I took a seat opposite him and asked if he was all right. He said he was OK, just sad and disappointed at his visit to Washington, D.C., and felt like crying. He’d spent his whole life working for the post office in New York City, had never taken a vacation and never traveled beyond the city limits. He was proud of his work record and said he knew every postal zip code for Manhattan, the Queens, Brooklyn and the Bronx. Now retired, he had used his life savings to visit the nation’s capital, with its grand, old buildings with marble floors and white stone columns, the broad boulevards, green parks and reflecting pools.

So I asked why the tears?


The Capitol is seen through razor wire at sunrise in Washington, March 5. (AP Photo/Carolyn Kaster)

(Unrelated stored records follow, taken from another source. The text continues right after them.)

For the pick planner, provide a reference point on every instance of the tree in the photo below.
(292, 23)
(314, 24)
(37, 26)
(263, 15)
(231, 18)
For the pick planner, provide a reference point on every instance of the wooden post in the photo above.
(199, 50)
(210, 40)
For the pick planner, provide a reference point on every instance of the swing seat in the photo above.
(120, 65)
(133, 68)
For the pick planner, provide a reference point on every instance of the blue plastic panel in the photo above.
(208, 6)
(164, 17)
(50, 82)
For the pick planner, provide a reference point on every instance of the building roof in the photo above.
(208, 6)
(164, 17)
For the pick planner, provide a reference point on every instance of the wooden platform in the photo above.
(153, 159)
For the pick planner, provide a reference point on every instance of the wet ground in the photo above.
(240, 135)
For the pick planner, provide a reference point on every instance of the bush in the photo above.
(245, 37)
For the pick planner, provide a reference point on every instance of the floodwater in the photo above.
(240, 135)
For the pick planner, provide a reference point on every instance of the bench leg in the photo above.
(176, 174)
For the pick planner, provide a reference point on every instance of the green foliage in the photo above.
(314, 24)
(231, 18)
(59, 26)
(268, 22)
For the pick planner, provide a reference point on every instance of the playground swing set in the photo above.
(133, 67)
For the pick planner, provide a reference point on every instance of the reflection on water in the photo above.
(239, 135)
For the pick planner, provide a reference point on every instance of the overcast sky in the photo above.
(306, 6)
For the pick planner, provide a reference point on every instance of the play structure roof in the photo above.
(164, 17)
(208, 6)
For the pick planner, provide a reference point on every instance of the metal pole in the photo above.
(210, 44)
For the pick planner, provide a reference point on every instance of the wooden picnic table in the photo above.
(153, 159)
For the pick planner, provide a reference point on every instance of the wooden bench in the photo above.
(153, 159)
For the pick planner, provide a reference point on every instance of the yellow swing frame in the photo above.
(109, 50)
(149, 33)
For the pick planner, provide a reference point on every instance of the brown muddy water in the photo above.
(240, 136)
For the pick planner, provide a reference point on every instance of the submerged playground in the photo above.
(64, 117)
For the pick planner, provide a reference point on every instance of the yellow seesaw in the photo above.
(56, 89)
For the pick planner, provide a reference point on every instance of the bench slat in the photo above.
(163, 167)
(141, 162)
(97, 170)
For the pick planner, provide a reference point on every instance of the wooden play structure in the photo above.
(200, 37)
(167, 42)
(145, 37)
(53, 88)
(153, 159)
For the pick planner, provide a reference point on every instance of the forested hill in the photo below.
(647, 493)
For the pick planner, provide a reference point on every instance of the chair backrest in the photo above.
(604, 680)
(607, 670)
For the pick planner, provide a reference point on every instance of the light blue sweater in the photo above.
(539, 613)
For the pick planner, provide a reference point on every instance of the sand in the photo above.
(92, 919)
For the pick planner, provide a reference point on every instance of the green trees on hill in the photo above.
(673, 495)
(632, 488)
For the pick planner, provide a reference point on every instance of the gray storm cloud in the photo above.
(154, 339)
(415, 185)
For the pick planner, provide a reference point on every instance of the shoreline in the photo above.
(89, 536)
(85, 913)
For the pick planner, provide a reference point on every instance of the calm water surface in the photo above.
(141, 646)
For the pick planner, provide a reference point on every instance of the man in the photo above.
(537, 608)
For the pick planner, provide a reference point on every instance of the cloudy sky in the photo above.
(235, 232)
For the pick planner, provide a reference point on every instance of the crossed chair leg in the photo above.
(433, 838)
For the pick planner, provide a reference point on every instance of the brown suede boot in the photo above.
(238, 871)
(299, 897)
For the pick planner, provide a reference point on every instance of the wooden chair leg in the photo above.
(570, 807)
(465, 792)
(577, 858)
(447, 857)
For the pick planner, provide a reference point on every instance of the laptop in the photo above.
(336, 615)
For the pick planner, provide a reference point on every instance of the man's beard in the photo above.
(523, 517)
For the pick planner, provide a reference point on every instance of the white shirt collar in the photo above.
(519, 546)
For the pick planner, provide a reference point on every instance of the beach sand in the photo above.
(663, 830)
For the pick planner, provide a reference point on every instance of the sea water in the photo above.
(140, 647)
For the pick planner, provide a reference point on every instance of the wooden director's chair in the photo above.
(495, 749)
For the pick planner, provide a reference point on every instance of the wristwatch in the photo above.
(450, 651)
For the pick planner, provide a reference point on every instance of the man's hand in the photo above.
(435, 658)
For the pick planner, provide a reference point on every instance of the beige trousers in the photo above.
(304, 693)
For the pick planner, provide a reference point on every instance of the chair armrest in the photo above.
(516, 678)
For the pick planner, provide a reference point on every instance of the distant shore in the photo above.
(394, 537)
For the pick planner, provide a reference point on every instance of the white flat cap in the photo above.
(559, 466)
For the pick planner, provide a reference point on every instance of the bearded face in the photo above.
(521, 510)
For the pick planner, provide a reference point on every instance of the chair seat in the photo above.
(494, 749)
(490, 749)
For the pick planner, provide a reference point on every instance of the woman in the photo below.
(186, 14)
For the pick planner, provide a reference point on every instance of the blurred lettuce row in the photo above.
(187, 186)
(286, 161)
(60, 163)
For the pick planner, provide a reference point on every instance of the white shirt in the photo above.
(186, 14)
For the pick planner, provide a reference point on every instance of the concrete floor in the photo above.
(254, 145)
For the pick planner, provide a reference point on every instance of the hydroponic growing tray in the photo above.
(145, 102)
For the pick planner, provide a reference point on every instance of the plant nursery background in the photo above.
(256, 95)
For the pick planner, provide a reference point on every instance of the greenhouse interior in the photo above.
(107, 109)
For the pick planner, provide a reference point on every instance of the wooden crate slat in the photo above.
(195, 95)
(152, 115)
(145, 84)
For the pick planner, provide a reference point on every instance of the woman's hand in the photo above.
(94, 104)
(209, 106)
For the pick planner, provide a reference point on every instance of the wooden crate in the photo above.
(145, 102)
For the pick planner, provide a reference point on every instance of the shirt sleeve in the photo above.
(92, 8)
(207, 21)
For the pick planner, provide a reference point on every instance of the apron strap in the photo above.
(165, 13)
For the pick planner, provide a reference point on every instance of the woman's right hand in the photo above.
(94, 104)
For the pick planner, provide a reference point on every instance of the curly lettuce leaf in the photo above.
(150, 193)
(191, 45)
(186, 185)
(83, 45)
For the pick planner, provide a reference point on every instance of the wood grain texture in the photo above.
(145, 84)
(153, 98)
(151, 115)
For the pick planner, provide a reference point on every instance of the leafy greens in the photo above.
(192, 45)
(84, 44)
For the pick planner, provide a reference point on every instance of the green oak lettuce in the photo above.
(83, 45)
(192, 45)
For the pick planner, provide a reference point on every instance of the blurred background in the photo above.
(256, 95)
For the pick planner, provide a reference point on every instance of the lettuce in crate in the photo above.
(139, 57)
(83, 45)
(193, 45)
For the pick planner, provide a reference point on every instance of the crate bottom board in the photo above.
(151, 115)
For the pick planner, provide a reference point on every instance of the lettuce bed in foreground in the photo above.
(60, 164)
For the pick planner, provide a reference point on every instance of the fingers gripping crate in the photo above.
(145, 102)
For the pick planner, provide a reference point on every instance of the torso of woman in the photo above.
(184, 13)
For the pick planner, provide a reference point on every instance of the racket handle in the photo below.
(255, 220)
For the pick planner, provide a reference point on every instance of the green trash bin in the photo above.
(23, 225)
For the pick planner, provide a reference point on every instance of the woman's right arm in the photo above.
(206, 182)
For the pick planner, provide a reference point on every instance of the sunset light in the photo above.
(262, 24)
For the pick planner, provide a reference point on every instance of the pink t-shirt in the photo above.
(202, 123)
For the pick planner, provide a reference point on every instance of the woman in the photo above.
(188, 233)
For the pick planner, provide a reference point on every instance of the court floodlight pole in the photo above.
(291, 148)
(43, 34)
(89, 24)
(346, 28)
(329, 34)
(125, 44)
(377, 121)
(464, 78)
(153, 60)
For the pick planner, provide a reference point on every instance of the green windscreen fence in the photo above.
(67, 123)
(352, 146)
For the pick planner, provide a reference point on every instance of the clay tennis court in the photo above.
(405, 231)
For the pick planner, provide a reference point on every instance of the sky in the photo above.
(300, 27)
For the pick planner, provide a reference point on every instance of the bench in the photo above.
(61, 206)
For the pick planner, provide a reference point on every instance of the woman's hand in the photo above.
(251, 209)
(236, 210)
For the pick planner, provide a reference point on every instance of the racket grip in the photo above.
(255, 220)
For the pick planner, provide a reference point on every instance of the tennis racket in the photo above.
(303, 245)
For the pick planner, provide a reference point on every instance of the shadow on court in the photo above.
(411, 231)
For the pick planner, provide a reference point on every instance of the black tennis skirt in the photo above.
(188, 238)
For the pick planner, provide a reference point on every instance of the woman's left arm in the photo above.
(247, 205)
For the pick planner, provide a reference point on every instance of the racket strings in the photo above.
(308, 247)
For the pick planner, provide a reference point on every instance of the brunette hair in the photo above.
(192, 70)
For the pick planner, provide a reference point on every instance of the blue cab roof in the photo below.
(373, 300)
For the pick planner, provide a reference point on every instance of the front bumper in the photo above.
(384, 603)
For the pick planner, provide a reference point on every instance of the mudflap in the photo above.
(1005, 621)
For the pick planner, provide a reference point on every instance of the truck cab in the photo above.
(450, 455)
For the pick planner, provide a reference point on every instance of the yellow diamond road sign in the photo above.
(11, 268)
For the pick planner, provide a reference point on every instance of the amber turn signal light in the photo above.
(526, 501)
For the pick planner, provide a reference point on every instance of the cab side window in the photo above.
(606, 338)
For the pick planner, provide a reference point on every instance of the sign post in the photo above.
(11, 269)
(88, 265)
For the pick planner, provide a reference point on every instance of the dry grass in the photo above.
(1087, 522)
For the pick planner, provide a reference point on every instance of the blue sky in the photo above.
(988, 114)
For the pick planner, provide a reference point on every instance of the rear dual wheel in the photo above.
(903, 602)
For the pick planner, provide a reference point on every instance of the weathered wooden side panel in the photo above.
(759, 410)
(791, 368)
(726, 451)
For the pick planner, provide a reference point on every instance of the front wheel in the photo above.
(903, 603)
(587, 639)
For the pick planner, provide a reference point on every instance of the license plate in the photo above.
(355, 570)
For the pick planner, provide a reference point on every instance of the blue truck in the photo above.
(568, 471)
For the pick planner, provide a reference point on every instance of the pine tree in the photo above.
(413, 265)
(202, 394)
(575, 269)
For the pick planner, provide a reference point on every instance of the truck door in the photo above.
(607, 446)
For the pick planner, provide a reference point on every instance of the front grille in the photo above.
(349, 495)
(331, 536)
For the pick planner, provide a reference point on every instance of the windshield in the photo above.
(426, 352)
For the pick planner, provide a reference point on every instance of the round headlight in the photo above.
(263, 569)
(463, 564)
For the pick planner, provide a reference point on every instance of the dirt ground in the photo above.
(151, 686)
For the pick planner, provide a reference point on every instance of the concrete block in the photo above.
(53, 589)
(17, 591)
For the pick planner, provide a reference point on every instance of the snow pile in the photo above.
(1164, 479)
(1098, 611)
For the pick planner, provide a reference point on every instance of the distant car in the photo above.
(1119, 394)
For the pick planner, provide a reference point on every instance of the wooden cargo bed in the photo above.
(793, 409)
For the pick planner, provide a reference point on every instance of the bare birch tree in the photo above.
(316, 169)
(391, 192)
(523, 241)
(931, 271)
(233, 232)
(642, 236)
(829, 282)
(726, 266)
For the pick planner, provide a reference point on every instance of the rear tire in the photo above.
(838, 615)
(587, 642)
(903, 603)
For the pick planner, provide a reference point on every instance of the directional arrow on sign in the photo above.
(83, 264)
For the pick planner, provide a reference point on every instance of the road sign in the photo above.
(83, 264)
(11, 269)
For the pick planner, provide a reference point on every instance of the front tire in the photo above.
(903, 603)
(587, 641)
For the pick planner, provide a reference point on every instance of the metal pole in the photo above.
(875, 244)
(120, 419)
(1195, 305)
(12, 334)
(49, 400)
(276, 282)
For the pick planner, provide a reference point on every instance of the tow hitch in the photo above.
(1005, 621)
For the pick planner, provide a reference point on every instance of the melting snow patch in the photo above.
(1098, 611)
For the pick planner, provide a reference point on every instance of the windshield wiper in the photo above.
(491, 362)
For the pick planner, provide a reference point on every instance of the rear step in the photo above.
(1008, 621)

He said, “It’s all dirty and smells bad. There’s litter in the streets, crap on the sidewalks, and the stone buildings are not white like the pictures, but are all brown from dirt, smoke and bird droppings. It’s not what they show in the magazines and the movies.”

I had to agree, but couldn’t console him. I think he expected too much.

More recently, the nation’s capital seems pretty much the same to me. With the votes all counted, some new personnel in place and old staff to back them up in the halls and offices of the grand, old buildings with marble floors and white stone columns, the broad boulevards, green parks and reflecting pools, it’s pretty much the same as before. But a new crowd laments their disappointment.

I watched as the reporter held the microphone up to the party official and asked him what he thought of our nation’s capital. Clearly sad and disappointed, he threw his hands up in a hopeless gesture, leaned back and let out a big sigh. He reached out, took and carefully adjusted the microphone, and spoke very forcefully.

He said, “We don’t send them to Washington to follow their own conscience or do what’s right. They represent us, so we expect them to do what we tell them to do, whether they like it or not.”

I think he expected too much.

Orrin Frink is a Kennebunkport resident. He can be reached at [email protected]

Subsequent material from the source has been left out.